Morneau gained appreciation for Griffey after talk: Justin Morneau recalled a talk with Ken Griffey Jr. during Spring Training a few years back.

"He was just joking around with me," Morneau told MLB.com. "It was a very happy moment for me. Sometimes you can get there and the guys you look up to can let you down a bit. But he was one of those guys who treated me like I had been in the league for 10 years. Just had a conversation with me, and I thought that was pretty cool."

Griffey provided Ross with early laughs: Cody Ross grew up a Ken Griffey Jr. fan and was briefly teammates with him on the Reds in 2006.

"He was a stand-up guy, one of the nicest teammates I've ever been around," Ross told the South Florida Sun-Sentinel. "And he didn't have to be -- because he was Ken Griffey Jr."

Their introduction went like this: "He came up to me and said, 'Congratulations.' And he looked down at me and goes, 'Man, you look a lot bigger on TV.' Right there he broke the ice."

Crosby starts trend with mustache: In order to try to bring his Pittsburgh teammates together and add a little more fun to the grind, Bobby Crosby came up with the idea of team mustaches.

"I don't think we're the best looking team anymore, but we're having fun," Crosby told MLB.com. "I think if you would go to most teams and say, 'Hey, we're going to grow mustaches,' they would turn it down. But everyone was pretty cool with it and wanted to run with it and see where it goes. As long as it's working and we're winning, we're going to keep it."

Overbay credits footwork for surge: Lyle Overbay has been studying video of his at-bats from 2006, when he hit .312 with 46 doubles, 22 home runs and 92 RBIs. Entering Thursday's game, he was 10-for-18 in his last five games and hitting line drive after line drive.

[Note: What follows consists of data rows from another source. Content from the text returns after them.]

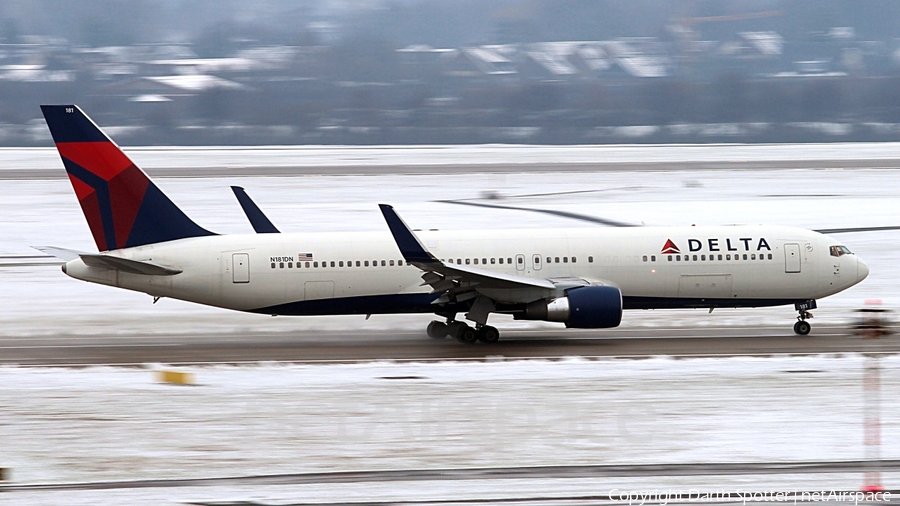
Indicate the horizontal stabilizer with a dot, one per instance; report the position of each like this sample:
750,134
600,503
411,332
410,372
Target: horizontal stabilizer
127,265
110,262
410,247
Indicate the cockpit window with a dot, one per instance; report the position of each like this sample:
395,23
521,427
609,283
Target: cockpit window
837,251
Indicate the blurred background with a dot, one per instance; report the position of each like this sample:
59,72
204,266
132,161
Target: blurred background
194,72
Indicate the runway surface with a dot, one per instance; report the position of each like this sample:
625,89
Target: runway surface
496,473
379,396
347,346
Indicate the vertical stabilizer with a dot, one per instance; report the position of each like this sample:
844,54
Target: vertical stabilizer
122,206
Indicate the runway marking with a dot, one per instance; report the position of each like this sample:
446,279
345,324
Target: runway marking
491,358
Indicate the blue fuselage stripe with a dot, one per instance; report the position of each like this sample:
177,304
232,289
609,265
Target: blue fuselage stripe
422,303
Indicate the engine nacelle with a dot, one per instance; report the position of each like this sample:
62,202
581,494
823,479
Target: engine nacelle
587,307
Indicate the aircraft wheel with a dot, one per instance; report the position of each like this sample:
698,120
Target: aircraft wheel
466,334
488,334
802,328
437,330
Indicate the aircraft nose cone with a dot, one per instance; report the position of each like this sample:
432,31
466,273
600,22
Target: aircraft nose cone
862,270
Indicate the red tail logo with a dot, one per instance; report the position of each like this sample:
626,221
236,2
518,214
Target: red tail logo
670,248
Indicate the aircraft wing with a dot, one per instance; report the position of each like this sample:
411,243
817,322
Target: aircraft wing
457,283
110,261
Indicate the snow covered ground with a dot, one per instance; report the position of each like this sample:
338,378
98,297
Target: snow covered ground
99,424
43,301
117,424
489,154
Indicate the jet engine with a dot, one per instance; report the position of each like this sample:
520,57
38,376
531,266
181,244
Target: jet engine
586,307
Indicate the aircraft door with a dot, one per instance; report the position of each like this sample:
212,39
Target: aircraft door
791,258
240,267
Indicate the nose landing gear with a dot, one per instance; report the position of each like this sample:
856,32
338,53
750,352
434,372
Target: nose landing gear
802,327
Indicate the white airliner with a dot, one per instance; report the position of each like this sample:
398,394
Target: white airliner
582,277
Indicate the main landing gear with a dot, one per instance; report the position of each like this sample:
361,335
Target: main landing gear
463,332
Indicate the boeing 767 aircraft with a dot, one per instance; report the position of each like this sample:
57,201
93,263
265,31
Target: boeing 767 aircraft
582,277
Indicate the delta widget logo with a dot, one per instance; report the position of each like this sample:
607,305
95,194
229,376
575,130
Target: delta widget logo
670,248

"It's about feeling comfortable, and I'm seeing the ball better," Overbay told the Toronto Sun. "The last couple of days I've been able to put a good swing on it. I haven't felt comfortable all year until these last three days."

Smoak riding hot streak: After going 1-for-3 on Thursday with an RBI, rookie Justin Smoak has five hits in his last 14 at-bats (.357) with two runs scored, one double, one home run and three RBIs for the Rangers. Smoak has also walked six times in his past five games and struck out only four times.

Smoak said he regrouped after Friday's game and stopped pressing.

"When you get all geared up at the plate, trying to do too much, you're swinging at pitches you shouldn't swing at and taking pitches you shouldn't take," he told the Fort Worth Star-Telegram. "The biggest key, to relax at the plate and let the ball come to you. Don't try to go out and get it."

Cano continues to impress at plate: Robinson Cano entered the weekend with a 17-game hitting streak and was hitting .373 with a team-high 12 home runs and 43 RBIs.

"He's going to win a couple of batting titles. I just hope he continues what he started," teammate Jorge Posada told the New York Post of Cano. "He's seeing everything good. He feels good at the plate. I bet it looks like a big softball when the ball is thrown every time it gets to the plate."

Abreu puts team first with patience at plate: Angels manager Mike Scioscia thinks Bobby Abreu's patience at the plate -- a benefit for the team -- has cost him hundreds of hits in his career.

"If he didn't work counts, and he swung at more pitches, he'd be near 3,000 hits," Scioscia told the Los Angeles Times. "He could easily have 30 to 40 more hits a year if he didn't walk 100 times.

"But that's how he plays. He plays to win. I hope people will appreciate that more when they start to consider him for the Hall of Fame. He's been a terrific player for a long time."